For Tbx4 and Tbx5, we sequenced whole-mount in situ hybridization clones (kindly provided by V.E. Papaioannou, Columbia University, NY) and used this information to design gene-specific primers for 3′ RACE experiments (Frohman et al. 1988). 3′ RACE was performed with the GIBCO BRL 3′ RACE kit following the manufacturer’s protocol. First-strand cDNA was generated from limb bud total RNA isolated from embryonic day 11.5 mouse embryos. Cloned RACE products were found to include the 3′ ends for both genes. Interestingly, Tbx4 contains a noncanonical poly(A) signal, GATAAA (Beaudoing et al. 2000).

For Hoxd13, the sequence of a clone we have used to prepare whole-mount in situ hybridization probes (kindly provided by D. Duboule, University of Geneva) was obtained by several rounds of primer walking and found to include the 3′ end of the transcript. Finally, for Hoxa13, a genomic fragment extending beyond the 3′ end of the coding region was cloned and sequenced.

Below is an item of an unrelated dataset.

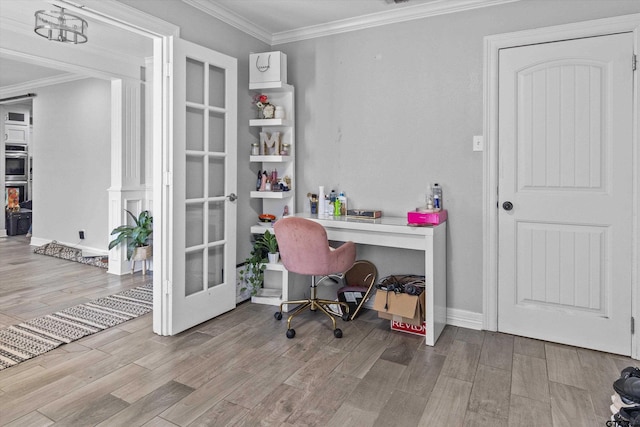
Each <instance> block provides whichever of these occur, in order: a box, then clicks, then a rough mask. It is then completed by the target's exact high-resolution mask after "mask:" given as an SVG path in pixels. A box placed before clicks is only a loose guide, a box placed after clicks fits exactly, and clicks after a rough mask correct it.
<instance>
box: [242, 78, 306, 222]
mask: <svg viewBox="0 0 640 427" xmlns="http://www.w3.org/2000/svg"><path fill="white" fill-rule="evenodd" d="M249 88H250V89H251V90H252V91H255V92H256V93H260V94H265V95H267V96H268V98H269V103H270V104H273V105H275V106H276V107H283V109H284V114H285V117H284V118H283V119H282V118H278V119H254V120H250V121H249V126H251V127H252V128H258V129H259V132H260V133H262V134H264V135H265V136H266V137H267V138H266V139H267V142H265V141H264V139H263V140H260V143H259V144H260V154H259V155H252V156H251V157H250V161H251V162H255V163H259V164H260V171H267V175H268V176H271V173H272V171H274V170H275V171H276V172H277V176H278V180H283V179H286V181H287V182H288V183H289V191H256V188H253V189H252V191H251V198H254V199H262V212H261V213H268V214H272V215H275V216H276V218H280V217H282V214H283V212H284V211H285V206H286V208H287V210H288V212H289V213H290V214H293V213H294V209H295V191H294V189H295V185H296V182H295V125H294V123H295V104H294V96H295V93H294V88H293V86H291V85H288V84H285V83H262V84H256V83H253V84H251V85H250V86H249ZM274 135H279V137H278V138H277V141H276V140H275V138H274ZM284 151H286V152H287V153H288V154H286V155H282V154H280V153H282V152H284ZM256 181H257V176H256ZM272 185H273V184H272ZM256 187H257V185H256Z"/></svg>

Test for an Overall Difference between Two SAGE Populations

Before determining if specific pair-wise differences exist between the two populations of SAGE tags, a formal statistical test was used to validate an overall difference between forelimbs and hindlimbs. We also used this overall test to determine the reproducibility of subpopulations of data from a single SAGE library (Margulies et al. 2001). Because the χ² test of independence performs poorly when tag counts are less than five (Sokal and Rohlf 1995), a Monte Carlo simulation approach was used to determine the overall difference between two populations of SAGE data.

In this approach, data sets were generated randomly, keeping the row and column totals of the observed data set fixed. χ² values were then calculated from each randomly generated data set. This process was repeated 200 times to obtain a distribution of χ² values under the null hypothesis of no difference between two populations of SAGE data. An empirical P value was calculated by comparing the observed χ² value with the values generated under the null hypothesis. A program was written in S-Plus 2000 (Insightful Corp.) to perform this Monte Carlo simulation and is available on request.